Meltdown: Weldon Says Fed Probe Sticking Out Of His Rectum Was Shoved Up There By The Dems, Just Ask ‘Grumpy’ The Gym Guy

Ever since the FBI raided his daughter-the-lobbyist’s house in Queen Village last Monday as part of Justice Department influence-peddling investigation, U.S. Rep. Curt Weldon (R-PA) has been blaming everyone — Joe Sestak, Bill Clinton, Hilary Clinton, The Unstoppable Liberal Media — everyone that is except, well, Curt Weldon. If Mr. Weldon got his tit caught in a wringer, to borrow an old chestnut from the last season of cataclysmic Republican scandal, he has only himself to blame. And if he hopes to generate sympathy and throw himself on the mercy of the voters — which is about the only viable strategy left for Mr. Weldon, short of a resignation, a.k.a. the way honorable men deal with dishonor — publicly acknowledging that his own actions brought this heat upon him would be the place to start. Instead, he fires up the Republican Noise Machine and sets it for Smoke & Mirrors. All week long he’s been trying to get the mediaweldondn.jpg to play fetch with each slippery, insinuating soundbite, using every rumor and innuendo trick in the trial lawyers handbook, hoping to redirect the story farther and farther away from the place it actually begins and ends, which, we can all agree, is with Curt Weldon. In the immortal words of the Great and Wise Bubba, that dawg won’t hunt. Check this from TPMuckraker:

Weldon said yesterday that a retired FBI agent had “confirmed to me that a person who works on my opponent’s campaign was bragging that the campaign knew three weeks ago” about the FBI’s investigation into Weldon and his daughter’s company. McClatchy Newspapers revealed the existence of the investigation last Friday, citing “sources with direct knowledge of the inquiry,” one of them a law enforcement official.
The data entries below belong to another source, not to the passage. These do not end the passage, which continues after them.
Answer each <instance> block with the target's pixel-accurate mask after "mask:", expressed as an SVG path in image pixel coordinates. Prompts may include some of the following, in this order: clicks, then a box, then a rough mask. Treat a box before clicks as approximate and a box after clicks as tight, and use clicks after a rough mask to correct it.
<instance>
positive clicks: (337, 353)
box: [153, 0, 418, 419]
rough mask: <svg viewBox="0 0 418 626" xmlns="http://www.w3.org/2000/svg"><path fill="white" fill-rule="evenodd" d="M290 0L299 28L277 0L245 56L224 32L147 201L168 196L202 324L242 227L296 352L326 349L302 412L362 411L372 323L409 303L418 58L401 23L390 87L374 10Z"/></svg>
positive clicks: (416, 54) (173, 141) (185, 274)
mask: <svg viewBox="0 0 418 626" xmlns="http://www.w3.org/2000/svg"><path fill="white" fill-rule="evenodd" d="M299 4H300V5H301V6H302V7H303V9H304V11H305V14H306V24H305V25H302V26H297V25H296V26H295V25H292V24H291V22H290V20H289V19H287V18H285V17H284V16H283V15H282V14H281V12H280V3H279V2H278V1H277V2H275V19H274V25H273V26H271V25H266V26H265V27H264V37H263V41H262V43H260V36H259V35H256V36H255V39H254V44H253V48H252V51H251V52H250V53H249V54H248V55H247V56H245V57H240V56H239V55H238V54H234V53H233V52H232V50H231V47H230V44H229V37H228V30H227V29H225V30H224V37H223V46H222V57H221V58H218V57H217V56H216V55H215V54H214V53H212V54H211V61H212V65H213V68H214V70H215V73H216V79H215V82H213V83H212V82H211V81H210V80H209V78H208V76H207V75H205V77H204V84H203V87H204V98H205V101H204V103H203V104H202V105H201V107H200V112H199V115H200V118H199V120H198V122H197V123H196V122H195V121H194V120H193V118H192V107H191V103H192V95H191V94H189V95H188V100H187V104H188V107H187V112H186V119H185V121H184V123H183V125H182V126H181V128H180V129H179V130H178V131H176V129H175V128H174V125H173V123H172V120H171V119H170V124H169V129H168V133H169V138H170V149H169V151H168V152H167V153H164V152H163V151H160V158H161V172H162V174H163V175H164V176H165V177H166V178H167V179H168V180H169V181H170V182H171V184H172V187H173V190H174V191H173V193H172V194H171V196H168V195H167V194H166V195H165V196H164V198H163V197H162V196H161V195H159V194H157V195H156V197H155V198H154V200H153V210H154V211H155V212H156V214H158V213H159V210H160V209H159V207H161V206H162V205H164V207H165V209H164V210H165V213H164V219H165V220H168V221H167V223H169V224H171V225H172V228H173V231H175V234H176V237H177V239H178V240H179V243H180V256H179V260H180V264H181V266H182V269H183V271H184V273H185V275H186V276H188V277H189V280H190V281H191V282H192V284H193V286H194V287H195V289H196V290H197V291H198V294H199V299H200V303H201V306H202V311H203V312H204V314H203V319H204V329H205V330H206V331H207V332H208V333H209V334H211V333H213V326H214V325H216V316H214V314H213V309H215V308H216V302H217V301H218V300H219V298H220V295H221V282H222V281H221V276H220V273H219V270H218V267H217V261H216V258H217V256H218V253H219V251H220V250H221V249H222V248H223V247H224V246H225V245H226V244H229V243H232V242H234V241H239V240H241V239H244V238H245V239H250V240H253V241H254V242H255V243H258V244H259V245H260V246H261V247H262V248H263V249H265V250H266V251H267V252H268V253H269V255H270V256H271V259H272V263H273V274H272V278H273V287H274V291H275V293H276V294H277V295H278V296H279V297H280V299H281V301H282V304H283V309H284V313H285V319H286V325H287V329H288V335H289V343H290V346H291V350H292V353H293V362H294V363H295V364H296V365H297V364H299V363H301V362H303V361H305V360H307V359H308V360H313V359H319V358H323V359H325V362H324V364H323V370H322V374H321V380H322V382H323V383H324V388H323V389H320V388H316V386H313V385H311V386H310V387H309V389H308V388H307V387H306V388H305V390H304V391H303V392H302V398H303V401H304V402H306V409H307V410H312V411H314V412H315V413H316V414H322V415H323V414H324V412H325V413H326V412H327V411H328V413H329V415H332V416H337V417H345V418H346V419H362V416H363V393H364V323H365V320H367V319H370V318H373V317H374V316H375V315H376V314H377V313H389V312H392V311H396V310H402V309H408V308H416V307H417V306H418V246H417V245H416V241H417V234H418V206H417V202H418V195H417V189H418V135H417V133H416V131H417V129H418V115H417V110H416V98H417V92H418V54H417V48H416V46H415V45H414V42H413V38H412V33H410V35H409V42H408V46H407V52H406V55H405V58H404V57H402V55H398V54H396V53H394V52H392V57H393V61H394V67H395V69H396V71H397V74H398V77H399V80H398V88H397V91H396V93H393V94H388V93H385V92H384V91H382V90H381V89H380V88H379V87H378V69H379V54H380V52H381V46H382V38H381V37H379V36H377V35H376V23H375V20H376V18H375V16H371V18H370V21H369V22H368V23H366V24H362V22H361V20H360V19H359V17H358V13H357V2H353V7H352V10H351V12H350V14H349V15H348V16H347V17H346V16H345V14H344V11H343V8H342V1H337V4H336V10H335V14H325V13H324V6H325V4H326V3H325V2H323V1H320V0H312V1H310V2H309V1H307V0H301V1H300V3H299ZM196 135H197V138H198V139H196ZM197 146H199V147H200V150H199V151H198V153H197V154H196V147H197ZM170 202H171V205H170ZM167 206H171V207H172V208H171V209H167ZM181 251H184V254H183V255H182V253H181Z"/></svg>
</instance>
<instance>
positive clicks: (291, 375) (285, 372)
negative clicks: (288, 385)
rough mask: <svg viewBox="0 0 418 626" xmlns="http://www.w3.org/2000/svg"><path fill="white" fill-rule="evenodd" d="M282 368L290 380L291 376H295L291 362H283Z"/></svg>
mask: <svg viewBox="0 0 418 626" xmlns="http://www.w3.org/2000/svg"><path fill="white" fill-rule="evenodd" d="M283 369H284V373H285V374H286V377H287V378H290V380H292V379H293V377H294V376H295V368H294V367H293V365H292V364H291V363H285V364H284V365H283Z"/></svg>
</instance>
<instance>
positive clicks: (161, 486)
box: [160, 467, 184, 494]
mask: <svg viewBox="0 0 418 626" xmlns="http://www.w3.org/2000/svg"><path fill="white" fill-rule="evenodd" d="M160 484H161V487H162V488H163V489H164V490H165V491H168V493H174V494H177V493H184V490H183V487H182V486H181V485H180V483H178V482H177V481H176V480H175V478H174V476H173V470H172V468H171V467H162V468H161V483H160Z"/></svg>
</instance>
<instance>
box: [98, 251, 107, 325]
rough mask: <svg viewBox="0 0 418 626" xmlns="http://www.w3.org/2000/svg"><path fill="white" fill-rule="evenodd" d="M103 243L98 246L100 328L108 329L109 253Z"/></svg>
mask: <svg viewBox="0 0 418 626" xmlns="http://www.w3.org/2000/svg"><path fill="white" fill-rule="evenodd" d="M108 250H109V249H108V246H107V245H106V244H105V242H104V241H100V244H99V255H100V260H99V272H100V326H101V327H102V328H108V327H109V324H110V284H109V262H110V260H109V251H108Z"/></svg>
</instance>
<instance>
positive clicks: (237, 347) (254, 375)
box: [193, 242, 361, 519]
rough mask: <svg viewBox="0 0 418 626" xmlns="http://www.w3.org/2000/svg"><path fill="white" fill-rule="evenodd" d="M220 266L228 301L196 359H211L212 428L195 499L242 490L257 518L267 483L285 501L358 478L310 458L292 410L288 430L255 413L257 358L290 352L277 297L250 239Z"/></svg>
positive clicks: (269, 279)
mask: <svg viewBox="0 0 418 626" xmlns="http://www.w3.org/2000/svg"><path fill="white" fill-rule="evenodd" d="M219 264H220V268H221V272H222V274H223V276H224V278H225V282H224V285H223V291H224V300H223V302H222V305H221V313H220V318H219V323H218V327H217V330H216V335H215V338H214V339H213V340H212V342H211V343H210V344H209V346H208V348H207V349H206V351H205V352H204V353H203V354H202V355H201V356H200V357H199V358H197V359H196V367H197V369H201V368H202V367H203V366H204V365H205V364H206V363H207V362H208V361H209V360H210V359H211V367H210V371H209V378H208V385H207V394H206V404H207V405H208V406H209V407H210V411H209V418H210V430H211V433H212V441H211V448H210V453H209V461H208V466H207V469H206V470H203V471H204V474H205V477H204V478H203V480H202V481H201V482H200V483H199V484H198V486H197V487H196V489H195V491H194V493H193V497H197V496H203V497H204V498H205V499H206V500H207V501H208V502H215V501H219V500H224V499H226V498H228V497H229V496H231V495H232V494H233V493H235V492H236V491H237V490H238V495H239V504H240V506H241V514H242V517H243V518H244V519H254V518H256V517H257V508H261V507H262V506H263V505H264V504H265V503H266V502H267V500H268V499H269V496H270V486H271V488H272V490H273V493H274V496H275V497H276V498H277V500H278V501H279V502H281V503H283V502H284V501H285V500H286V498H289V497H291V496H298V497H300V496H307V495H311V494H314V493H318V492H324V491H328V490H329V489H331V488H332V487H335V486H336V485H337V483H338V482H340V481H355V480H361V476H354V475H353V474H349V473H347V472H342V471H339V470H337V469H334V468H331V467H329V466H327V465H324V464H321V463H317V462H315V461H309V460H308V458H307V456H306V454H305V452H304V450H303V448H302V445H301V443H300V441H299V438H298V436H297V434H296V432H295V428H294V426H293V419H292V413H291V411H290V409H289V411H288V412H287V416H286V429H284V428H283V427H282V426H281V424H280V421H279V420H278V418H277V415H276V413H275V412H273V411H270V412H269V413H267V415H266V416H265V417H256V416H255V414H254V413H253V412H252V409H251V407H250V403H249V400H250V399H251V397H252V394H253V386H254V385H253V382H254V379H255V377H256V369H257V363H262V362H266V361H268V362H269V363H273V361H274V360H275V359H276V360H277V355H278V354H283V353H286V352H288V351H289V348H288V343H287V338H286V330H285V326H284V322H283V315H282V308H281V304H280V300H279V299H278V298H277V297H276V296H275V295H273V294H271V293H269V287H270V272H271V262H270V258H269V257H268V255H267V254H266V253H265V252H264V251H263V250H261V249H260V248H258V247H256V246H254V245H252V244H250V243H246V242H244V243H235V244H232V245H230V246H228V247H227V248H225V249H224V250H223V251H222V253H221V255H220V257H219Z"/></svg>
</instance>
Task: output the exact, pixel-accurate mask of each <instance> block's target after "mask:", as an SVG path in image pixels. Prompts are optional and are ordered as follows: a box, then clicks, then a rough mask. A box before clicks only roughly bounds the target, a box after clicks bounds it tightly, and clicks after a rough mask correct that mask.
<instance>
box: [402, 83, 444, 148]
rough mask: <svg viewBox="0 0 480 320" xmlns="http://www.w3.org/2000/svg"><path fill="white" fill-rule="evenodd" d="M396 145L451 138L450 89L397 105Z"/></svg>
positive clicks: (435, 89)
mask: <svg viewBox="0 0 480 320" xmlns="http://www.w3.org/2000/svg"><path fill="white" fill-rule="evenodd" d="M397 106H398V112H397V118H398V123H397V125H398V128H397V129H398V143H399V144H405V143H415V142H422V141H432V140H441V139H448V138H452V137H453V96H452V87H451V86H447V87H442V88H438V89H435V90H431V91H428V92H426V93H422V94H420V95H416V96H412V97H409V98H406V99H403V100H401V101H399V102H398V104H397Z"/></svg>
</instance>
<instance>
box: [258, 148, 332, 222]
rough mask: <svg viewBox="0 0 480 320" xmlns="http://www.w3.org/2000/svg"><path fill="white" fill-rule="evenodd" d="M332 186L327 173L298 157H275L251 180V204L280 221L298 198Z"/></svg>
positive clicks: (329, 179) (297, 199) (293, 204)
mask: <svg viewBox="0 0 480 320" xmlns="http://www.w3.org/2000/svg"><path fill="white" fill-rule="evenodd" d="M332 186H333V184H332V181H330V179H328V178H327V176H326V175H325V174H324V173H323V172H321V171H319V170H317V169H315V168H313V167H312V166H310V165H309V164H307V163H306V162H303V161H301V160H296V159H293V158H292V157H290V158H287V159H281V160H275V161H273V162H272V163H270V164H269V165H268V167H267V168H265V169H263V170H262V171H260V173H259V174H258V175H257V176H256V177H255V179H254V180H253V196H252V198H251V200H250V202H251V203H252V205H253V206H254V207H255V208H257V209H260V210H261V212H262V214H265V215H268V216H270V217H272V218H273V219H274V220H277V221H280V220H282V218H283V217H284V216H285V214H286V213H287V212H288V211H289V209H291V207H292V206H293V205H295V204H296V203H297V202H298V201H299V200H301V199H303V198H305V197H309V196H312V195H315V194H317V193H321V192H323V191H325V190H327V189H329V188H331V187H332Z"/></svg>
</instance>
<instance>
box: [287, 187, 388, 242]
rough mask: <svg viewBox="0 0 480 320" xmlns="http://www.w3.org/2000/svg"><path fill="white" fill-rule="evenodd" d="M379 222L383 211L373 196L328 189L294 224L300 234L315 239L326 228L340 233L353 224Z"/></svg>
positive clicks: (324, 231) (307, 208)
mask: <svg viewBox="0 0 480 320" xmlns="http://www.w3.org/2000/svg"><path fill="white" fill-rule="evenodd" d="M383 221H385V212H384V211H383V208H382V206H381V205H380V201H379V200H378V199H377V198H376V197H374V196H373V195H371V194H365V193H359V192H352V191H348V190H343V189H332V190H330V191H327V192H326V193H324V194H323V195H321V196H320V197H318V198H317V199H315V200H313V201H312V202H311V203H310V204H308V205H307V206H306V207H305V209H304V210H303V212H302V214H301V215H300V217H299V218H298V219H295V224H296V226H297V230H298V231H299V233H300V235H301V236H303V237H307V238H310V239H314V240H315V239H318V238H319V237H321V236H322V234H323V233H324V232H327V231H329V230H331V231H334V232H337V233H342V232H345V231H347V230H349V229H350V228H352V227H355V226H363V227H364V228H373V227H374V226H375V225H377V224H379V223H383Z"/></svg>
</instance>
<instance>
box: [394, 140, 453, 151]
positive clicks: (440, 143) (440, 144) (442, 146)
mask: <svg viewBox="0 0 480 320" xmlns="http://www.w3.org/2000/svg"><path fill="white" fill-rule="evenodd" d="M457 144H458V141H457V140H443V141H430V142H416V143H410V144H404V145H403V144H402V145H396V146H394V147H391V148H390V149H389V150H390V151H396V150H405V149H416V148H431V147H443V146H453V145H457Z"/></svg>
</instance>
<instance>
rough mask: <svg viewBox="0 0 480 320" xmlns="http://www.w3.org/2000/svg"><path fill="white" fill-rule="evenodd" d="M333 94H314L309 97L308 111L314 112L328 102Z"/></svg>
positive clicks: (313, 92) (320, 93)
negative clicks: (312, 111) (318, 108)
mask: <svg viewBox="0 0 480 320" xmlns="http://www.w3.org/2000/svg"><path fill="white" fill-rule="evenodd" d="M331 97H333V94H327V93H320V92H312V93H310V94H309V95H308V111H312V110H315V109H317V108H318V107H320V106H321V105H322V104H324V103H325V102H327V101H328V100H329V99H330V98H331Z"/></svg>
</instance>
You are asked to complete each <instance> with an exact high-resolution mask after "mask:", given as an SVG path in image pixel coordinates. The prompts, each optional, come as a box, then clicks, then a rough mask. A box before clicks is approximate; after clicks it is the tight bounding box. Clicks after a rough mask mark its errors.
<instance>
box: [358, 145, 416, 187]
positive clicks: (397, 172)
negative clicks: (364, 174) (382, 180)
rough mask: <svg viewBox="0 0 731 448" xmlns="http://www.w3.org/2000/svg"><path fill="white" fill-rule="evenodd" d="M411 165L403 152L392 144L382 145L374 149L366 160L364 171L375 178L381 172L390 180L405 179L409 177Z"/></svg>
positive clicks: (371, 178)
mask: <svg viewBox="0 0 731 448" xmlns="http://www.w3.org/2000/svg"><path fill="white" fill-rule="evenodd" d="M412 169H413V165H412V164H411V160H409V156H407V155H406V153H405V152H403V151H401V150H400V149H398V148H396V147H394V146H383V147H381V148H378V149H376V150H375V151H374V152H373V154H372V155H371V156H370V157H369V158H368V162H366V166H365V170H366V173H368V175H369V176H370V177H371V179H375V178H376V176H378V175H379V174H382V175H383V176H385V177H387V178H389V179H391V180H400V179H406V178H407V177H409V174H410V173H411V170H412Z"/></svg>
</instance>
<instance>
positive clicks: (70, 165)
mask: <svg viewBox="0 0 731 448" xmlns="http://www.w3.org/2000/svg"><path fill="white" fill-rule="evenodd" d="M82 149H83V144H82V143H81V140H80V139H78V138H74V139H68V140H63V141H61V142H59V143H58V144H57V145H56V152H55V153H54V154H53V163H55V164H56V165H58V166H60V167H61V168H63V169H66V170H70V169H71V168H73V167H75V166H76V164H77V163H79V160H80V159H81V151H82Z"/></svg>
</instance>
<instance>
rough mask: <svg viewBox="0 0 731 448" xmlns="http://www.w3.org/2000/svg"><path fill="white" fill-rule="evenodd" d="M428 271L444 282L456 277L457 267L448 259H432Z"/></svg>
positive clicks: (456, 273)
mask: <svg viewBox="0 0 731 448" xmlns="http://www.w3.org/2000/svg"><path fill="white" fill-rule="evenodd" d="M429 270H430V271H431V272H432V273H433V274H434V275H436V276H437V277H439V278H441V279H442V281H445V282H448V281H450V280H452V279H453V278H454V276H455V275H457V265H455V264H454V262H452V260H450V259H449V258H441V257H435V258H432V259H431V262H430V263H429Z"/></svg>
So who’s this retired agent? He’s Gregory Auld, a Weldon supporter. Auld says that a man at a local gym, whom he calls “Grumpy,” because he doesn’t know his name, told him that three weeks ago, a guy in a Sestak T-shirt (Auld doesn’t know this guy’s name, either) said “something big” would happen to Weldon in three weeks. So Auld decided to check that out. He approached the Sestak-T-shirt-wearing-dude in the gym and asked if he was happy about what happened over the weekend. Auld says the guy shrugged his shoulders and replied, “”We sniffed this out two weeks ago.”

The evidence could not be clearer or more damning. Or as Weldon says, “That is what it is.”